On 29 August 1982, co-founder and president of the World Jewish Congress Nahum Goldmann passed away in Bad Reichenhall, Germany at the age of 87.
Nahum Goldmann was born into an ardent Zionist family in the Russian Empire, in what is today Belarus. In fact, in his autobiography, Goldmann wrote, ''I can hardly say when I became a Zionist. Even as a child I was a Zionist without knowing it, inasmuch as I took over my father’s concepts and his positive attitude to everything Jewish as axioms of my heritage.”
At the age of six, Goldmann moved with his parents to Frankfurt. In 1911, while still in high school, he and his father attended the Tenth Zionist Congress in Basel, Switzerland. In 1913, he visited Palestine for four months, eventually publishing his impressions of the adventure in his book Eretz Israel: Travel letters from Palestine at the age of 18.
After he was stripped of his German citizenship in 1935, Goldmann became a citizen of Honduras.
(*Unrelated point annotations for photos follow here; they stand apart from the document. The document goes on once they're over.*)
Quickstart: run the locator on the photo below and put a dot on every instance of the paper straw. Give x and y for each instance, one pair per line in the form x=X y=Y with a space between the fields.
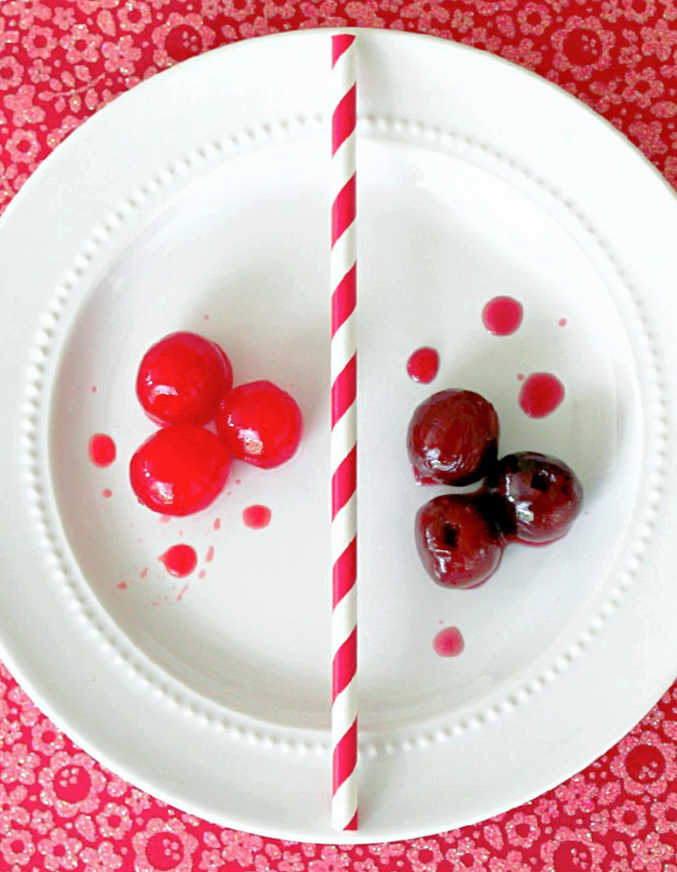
x=343 y=437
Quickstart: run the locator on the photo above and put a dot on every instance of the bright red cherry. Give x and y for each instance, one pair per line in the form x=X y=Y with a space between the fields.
x=459 y=545
x=260 y=423
x=182 y=379
x=181 y=469
x=453 y=438
x=535 y=498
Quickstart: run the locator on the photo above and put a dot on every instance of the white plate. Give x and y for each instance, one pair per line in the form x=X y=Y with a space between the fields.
x=203 y=192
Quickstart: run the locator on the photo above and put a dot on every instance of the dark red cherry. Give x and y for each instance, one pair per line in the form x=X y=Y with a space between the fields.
x=459 y=545
x=453 y=438
x=536 y=498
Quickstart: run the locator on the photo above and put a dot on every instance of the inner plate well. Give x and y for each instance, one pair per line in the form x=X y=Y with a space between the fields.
x=240 y=255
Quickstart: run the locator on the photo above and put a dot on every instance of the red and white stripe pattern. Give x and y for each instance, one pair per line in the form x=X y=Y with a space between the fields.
x=343 y=437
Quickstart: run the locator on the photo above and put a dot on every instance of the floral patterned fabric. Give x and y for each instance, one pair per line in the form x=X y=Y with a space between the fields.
x=60 y=61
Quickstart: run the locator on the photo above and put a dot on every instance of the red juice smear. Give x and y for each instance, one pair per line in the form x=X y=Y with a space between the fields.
x=179 y=560
x=101 y=450
x=449 y=642
x=423 y=365
x=541 y=394
x=256 y=517
x=502 y=315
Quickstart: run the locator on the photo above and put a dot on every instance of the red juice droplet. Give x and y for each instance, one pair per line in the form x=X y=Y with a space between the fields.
x=449 y=642
x=101 y=450
x=541 y=394
x=423 y=365
x=256 y=517
x=502 y=315
x=179 y=560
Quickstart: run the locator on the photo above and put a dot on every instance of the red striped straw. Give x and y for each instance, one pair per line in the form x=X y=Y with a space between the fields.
x=343 y=438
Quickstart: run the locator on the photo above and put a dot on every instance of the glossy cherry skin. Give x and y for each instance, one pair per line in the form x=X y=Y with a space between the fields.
x=181 y=469
x=459 y=545
x=536 y=498
x=453 y=438
x=182 y=379
x=260 y=423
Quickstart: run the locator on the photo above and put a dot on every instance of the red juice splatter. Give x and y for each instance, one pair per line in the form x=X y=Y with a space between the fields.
x=256 y=517
x=541 y=394
x=101 y=450
x=449 y=642
x=423 y=365
x=179 y=560
x=502 y=315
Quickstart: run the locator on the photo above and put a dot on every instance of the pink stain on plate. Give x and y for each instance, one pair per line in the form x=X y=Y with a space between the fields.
x=256 y=517
x=101 y=449
x=502 y=315
x=541 y=394
x=449 y=642
x=423 y=365
x=179 y=560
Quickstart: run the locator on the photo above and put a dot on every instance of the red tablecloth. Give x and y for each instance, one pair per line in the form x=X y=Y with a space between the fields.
x=59 y=63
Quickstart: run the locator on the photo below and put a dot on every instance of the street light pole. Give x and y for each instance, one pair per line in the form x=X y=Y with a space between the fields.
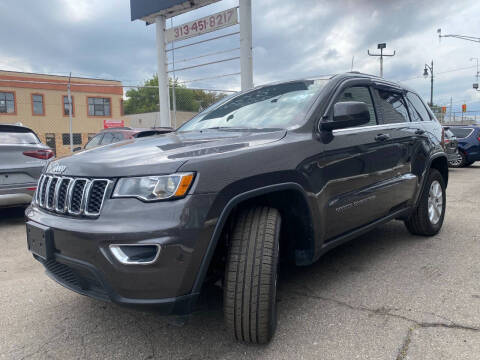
x=425 y=74
x=381 y=47
x=477 y=75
He was a vocal and ardent supporter of the idea of establishing a Jewish state alongside an Arab one in Palestine, arguing that independence and the creation of a “a viable Jewish state in an adequate area of Palestine" was more important than controlling a specific territory.
Following the death of WJC founding President Rabbi Stephen S. Wise in 1949, Goldmann took over as president of the World Jewish Congress. From 1951 he also served as chairman of the Executive Committee of the Jewish Agency and the driving force behind the establishment of the Claims Conference, and he negotiated an agreement with the West German government for reparations.
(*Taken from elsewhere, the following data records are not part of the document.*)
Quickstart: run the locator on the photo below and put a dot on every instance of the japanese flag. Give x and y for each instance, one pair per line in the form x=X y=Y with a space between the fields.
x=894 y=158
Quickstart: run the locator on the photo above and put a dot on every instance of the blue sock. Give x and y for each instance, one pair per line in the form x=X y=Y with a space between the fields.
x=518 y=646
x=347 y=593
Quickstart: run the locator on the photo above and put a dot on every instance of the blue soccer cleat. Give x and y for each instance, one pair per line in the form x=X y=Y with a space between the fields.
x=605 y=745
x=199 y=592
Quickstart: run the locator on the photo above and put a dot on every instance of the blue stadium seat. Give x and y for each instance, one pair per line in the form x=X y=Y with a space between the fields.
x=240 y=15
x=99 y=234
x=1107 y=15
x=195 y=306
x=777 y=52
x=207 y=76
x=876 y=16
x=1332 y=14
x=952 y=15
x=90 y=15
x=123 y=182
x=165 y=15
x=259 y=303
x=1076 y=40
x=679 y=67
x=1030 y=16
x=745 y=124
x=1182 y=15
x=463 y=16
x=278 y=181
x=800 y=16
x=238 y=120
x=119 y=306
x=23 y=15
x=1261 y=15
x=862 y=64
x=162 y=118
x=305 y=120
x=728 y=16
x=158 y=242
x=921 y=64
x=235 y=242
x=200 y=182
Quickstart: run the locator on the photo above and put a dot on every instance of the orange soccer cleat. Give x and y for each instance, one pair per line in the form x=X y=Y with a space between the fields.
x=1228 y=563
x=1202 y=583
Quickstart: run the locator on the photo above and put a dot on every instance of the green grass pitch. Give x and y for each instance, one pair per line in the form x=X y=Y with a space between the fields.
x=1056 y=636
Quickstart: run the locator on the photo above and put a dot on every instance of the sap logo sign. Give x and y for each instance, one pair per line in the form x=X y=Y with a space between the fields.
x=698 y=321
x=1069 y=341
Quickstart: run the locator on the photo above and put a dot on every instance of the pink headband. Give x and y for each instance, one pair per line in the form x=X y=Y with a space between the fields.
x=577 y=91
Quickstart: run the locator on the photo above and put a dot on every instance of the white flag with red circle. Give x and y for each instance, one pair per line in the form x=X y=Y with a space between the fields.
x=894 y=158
After the founding of the Claims Conference, Israeli Prime Minister David Ben-Gurion wrote to Goldmann, “For the first time in the history of the Jewish people, oppressed and plundered for hundreds of years…the oppressor and plunderer has had to hand back some of the spoil and pay collective compensation for part of the material losses.”
From 1956 to 1968, he also served as president of the World Zionist Organization. Goldmann never felt that a Jewish state would answer the needs of all Jews, and that a strong Diaspora would always be a reality, if not an ideal.
Goldmann was buried in Jerusalem's Mount Herzl National Cemetery. He was survived by his wife Alice and his two sons, Guido and Michael.
Upon hearing of his passing, then-Labor Party leader Shimon Peres called Goldmann a man of "rare ability for oratory and brilliant rhetoric. He was at one point the bridge that joined continents and movements in the life of the Zionist movement. He died while seeing the country from an opposing view, but this was his own choice."